I'm fine with losing first_line but can't think of a way to avoid using _parse_docstring (which is a really useful function) to parse my constructed docstring to get the parameters.

anntzer commented 1 year ago

OK, I see, this seems reasonable. (Sorry for being difficult, but I try to be conservative with adding new APIs.)

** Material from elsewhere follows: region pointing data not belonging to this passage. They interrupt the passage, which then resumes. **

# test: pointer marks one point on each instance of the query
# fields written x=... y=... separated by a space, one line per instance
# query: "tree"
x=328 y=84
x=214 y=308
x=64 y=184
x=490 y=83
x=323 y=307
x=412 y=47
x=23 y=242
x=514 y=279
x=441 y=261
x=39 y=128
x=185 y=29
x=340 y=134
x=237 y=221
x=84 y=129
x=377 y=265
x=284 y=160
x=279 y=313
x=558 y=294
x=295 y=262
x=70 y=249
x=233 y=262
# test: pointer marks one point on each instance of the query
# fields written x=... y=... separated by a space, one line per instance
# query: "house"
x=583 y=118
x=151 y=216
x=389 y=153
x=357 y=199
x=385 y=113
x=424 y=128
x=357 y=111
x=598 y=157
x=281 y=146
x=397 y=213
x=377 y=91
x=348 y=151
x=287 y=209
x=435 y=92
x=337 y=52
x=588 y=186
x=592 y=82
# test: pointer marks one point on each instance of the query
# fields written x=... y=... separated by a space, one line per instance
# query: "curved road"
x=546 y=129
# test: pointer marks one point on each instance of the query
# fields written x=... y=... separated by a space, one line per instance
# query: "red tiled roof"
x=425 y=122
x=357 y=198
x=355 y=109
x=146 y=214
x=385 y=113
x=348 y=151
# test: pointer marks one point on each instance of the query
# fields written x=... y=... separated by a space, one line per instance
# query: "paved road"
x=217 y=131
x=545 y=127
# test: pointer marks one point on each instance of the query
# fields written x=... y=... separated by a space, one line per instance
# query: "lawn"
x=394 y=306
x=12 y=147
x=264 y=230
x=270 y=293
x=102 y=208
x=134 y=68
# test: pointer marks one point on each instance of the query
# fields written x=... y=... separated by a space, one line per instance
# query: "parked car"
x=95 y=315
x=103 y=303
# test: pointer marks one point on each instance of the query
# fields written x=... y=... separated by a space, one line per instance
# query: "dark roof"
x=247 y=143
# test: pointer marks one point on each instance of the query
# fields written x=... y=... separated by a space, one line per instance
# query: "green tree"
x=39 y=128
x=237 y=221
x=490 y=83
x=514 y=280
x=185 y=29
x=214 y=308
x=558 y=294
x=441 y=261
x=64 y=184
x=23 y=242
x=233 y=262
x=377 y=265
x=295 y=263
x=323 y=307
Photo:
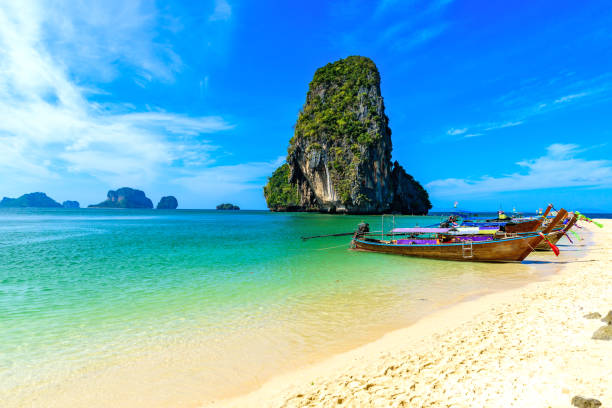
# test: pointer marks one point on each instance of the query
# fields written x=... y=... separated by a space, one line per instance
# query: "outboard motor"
x=362 y=230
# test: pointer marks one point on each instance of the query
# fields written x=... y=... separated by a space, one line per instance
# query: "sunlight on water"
x=199 y=303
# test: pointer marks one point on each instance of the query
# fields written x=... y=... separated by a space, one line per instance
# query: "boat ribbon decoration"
x=583 y=217
x=552 y=246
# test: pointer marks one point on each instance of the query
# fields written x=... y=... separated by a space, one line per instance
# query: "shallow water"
x=165 y=308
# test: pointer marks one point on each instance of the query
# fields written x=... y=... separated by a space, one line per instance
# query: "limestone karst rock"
x=339 y=159
x=167 y=203
x=125 y=197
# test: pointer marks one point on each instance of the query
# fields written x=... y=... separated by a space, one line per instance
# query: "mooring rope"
x=337 y=246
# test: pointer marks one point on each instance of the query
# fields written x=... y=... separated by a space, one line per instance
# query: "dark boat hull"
x=527 y=226
x=553 y=237
x=506 y=250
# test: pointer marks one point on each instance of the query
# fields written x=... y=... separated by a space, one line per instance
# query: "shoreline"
x=474 y=358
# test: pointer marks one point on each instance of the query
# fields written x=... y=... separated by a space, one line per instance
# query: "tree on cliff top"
x=279 y=193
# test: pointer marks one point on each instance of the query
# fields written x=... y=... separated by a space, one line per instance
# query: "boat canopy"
x=420 y=230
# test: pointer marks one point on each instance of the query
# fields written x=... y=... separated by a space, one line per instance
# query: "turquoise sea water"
x=185 y=306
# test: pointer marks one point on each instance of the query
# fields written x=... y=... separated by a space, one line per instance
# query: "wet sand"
x=529 y=346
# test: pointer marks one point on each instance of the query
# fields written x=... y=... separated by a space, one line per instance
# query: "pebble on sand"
x=582 y=402
x=603 y=333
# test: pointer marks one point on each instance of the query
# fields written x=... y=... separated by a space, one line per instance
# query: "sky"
x=492 y=104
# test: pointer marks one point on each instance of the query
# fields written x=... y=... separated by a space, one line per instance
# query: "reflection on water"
x=176 y=306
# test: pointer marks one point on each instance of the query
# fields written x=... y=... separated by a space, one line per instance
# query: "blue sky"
x=490 y=103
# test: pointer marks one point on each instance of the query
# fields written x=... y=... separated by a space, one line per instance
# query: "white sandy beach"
x=526 y=347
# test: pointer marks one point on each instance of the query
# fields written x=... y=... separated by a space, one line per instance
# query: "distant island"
x=228 y=206
x=339 y=158
x=71 y=204
x=167 y=203
x=40 y=200
x=125 y=197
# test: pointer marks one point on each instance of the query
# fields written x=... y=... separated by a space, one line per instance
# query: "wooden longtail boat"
x=502 y=250
x=512 y=225
x=555 y=236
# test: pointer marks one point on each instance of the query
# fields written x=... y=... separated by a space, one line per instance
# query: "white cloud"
x=503 y=125
x=454 y=132
x=559 y=167
x=222 y=12
x=568 y=98
x=222 y=180
x=47 y=124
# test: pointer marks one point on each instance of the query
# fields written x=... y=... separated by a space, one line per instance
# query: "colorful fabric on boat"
x=417 y=241
x=420 y=230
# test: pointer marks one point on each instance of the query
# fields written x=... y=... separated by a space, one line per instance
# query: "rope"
x=337 y=246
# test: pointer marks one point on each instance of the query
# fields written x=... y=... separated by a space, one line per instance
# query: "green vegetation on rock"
x=279 y=192
x=339 y=158
x=125 y=197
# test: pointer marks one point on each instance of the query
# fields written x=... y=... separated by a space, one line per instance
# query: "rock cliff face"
x=30 y=200
x=125 y=198
x=339 y=159
x=70 y=204
x=167 y=203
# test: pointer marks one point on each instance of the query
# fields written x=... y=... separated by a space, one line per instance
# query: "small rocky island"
x=228 y=206
x=339 y=158
x=40 y=200
x=71 y=204
x=167 y=203
x=125 y=197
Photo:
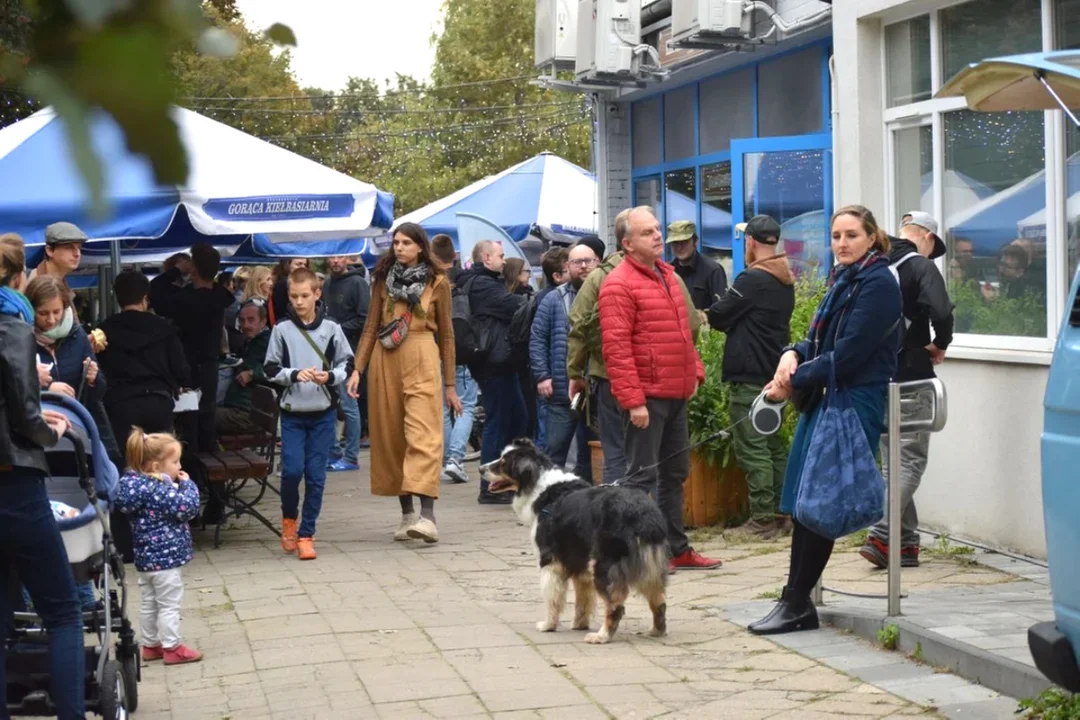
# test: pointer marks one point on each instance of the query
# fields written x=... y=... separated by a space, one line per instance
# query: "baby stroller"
x=82 y=477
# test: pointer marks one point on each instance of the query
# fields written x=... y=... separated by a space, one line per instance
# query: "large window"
x=986 y=176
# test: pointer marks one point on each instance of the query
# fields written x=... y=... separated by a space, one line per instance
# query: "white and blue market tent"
x=544 y=190
x=238 y=186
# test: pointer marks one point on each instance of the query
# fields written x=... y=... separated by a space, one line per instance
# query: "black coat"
x=756 y=313
x=704 y=279
x=926 y=303
x=144 y=357
x=348 y=299
x=24 y=433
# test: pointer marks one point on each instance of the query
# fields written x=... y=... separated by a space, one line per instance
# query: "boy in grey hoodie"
x=309 y=356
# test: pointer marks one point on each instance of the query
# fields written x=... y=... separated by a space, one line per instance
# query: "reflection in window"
x=915 y=170
x=988 y=28
x=791 y=187
x=997 y=260
x=678 y=124
x=790 y=94
x=645 y=121
x=716 y=214
x=907 y=60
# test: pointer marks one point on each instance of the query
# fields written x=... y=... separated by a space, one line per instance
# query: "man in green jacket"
x=585 y=360
x=232 y=418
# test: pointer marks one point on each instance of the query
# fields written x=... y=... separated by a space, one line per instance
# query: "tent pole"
x=1042 y=78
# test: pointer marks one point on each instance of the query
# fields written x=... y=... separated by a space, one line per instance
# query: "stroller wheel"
x=113 y=701
x=131 y=674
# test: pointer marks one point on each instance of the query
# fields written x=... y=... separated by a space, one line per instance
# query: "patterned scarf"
x=407 y=284
x=13 y=302
x=840 y=279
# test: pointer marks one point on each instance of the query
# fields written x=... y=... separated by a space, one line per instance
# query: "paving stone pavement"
x=381 y=629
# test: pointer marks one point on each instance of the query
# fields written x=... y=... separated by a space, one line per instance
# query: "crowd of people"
x=402 y=357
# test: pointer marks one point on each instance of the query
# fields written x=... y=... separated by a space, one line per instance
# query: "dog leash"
x=759 y=402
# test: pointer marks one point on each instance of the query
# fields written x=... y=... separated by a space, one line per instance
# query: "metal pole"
x=893 y=504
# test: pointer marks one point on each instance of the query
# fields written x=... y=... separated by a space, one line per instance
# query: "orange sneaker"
x=288 y=534
x=306 y=548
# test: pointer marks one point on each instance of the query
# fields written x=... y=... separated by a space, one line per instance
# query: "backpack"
x=467 y=341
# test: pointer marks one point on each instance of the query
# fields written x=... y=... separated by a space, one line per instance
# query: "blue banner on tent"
x=280 y=207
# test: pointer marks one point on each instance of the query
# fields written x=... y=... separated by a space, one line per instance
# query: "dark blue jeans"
x=306 y=443
x=30 y=546
x=505 y=417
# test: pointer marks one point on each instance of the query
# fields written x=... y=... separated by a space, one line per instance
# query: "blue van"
x=1055 y=644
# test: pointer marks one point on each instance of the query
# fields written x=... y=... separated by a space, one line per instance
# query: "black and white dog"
x=608 y=538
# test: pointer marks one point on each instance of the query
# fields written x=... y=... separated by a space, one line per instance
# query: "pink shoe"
x=181 y=655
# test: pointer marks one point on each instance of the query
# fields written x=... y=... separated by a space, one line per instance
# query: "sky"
x=338 y=39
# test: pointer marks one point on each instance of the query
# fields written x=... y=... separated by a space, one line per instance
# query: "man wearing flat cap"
x=702 y=275
x=756 y=314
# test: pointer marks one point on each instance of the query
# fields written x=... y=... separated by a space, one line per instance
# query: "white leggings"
x=160 y=616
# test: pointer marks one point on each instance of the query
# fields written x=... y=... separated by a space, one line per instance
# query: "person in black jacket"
x=31 y=551
x=198 y=309
x=756 y=313
x=927 y=306
x=703 y=275
x=494 y=306
x=146 y=368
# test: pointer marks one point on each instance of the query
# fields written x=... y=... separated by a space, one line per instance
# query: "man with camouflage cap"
x=702 y=275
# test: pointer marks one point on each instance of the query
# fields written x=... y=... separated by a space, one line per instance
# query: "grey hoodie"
x=289 y=352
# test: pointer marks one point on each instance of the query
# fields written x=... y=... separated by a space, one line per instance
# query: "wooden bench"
x=244 y=459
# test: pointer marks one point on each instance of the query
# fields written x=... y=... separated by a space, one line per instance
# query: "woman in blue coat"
x=855 y=333
x=64 y=347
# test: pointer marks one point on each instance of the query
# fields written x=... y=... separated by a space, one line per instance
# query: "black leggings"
x=810 y=554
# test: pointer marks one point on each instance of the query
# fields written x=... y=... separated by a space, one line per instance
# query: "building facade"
x=842 y=111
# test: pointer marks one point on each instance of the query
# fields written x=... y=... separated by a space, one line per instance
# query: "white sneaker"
x=424 y=530
x=456 y=472
x=407 y=521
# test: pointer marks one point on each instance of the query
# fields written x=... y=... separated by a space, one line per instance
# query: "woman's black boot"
x=784 y=594
x=794 y=612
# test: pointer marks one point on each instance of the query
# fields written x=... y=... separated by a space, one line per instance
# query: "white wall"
x=984 y=479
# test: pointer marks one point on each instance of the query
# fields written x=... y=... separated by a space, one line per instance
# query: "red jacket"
x=646 y=335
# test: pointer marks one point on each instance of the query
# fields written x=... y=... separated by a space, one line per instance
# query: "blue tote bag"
x=840 y=488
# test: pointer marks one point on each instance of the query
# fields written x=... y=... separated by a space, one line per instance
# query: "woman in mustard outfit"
x=409 y=341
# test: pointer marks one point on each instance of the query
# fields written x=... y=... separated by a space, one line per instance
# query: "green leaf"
x=281 y=35
x=217 y=42
x=72 y=112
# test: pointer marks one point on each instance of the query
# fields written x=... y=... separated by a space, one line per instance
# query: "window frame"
x=697 y=161
x=968 y=345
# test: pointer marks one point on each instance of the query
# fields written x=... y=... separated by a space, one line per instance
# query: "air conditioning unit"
x=556 y=34
x=608 y=31
x=696 y=18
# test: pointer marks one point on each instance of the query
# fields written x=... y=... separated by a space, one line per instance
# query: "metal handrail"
x=939 y=416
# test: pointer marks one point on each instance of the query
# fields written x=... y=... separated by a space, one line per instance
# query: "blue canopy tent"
x=239 y=186
x=544 y=190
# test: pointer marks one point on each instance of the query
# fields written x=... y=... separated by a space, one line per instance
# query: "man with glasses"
x=548 y=349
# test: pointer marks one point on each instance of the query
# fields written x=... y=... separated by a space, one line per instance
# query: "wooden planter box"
x=713 y=496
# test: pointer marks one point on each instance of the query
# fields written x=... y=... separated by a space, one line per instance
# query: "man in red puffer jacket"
x=655 y=369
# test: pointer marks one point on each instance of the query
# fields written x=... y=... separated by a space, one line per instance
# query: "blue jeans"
x=31 y=546
x=562 y=425
x=306 y=442
x=504 y=416
x=350 y=444
x=456 y=431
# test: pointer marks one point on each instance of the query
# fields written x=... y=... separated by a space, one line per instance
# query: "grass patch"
x=1054 y=704
x=888 y=636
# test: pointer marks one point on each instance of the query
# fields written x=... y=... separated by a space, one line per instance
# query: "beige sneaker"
x=423 y=529
x=407 y=521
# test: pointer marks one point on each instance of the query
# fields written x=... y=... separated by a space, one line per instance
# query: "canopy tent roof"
x=543 y=190
x=238 y=186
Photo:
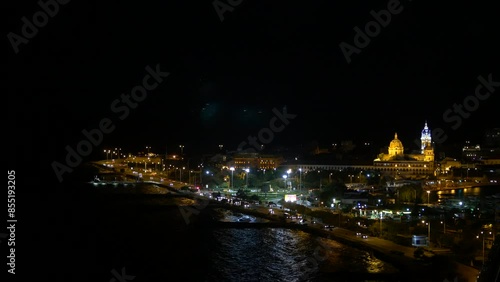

One thing I am not so happy with in _parse_docstring is the custom (_Doc) return type, which I don't really want to document. However I think I could actually get rid of it and just return another defopt.Signature instance (corresponding to whatever is documented). In fact this suggests expanding defopt.signature() to support also taking a docstring (instead of a callable) as argument: when a callable without docstring is passed, it computes the signature from the callable; when a standalone docstring is passed, it computes the signature from the docstring; when a callable with a docstring is passed, it computes both, which have to be compatible.

Thoughts?

mcarans commented 1 year ago

That sounds like a good idea. For each parameter, I need to be able to get the parameter name, text description and type. For the parameter type, I need to be able to to determine if it is a "dict", "str" or "bool" for the time being.

anntzer commented 1 year ago

OK, can you check how HEAD looks to you? Note the API changes noted in the changelog.

mcarans commented 1 year ago

That's great! It's a nice addition to defopt. It looks like it is working. The code now looks like this:

    parsed_main_doc = defopt.signature(getdoc(projectmainfn))
    main_doc = [f"{parsed_main_doc.doc}Args:"]
    params = parsed_main_doc.parameters
    no_main_params = len(params)
    for param_name, param_info in params.items():
        main_doc.append(
            f"\n    {param_name} ({param_info.annotation}): {param_info.doc}"
        )
    create_config_doc = getdoc(Configuration.create)
    kwargs_index = create_config_doc.index("**kwargs")
    kwargs_index = create_config_doc.index("\n", kwargs_index)
    args_doc = create_config_doc[kwargs_index:]
    main_doc.append(args_doc)
    main_doc = "".join(main_doc)

    main_sig = defopt.signature(projectmainfn)
    param_names = list()
    for param in main_sig.parameters.values():
        param_names.append(str(param))

    parsed_main_doc = defopt.signature(main_doc)
    main_doc = [f"{parsed_main_doc.doc}Args:"]
    count = 0
    for param_name, param_info in parsed_main_doc.parameters.items():
        param_type = param_info.annotation
        if param_type == "dict":
            continue
        if count < no_main_params:
            count += 1
        else:
            if param_type == "str":
                param_type = "Optional[str]"
                default = None
            elif param_type == "bool":
                default = False
            else:
                raise ValueError(
                    "Configuration.create has new parameter with unknown type!"
                )
            param_names.append(f"{param_name}: {param_type} = {default}")
        main_doc.append(
            f"\n    {param_name} ({param_type}): {param_info.doc}"
        )
    main_doc = "".join(main_doc)

    projectmainname = projectmainfn.__name__
    main_sig = f"{projectmainname}({','.join(param_names)})"

    argv = sys.argv[1:]
    for key in kwargs:
        name = f"--{key.replace('_', '-')}"
        if name not in argv:
            argv.append(name)
            argv.append(kwargs[key])

    @with_signature(main_sig)
    def gen_func(*args, **kwargs):
        """docstring"""
        site_url = Configuration._create(*args, **kwargs)
        logger.info("--------------------------------------------------")
        logger.info(f"> Using HDX Python API Library {__version__}")
        logger.info(f"> HDX Site: {site_url}")

    gen_func.__doc__ = main_doc

    configuration_create = defopt.bind(gen_func, argv=argv, cli_options="all")
    main_func, _ = defopt.bind_known(
        projectmainfn, argv=argv, cli_options="all"
    )
...
    main_func()
anntzer commented 1 year ago

OK, let's close this then. Thanks for the API suggestions and discussion.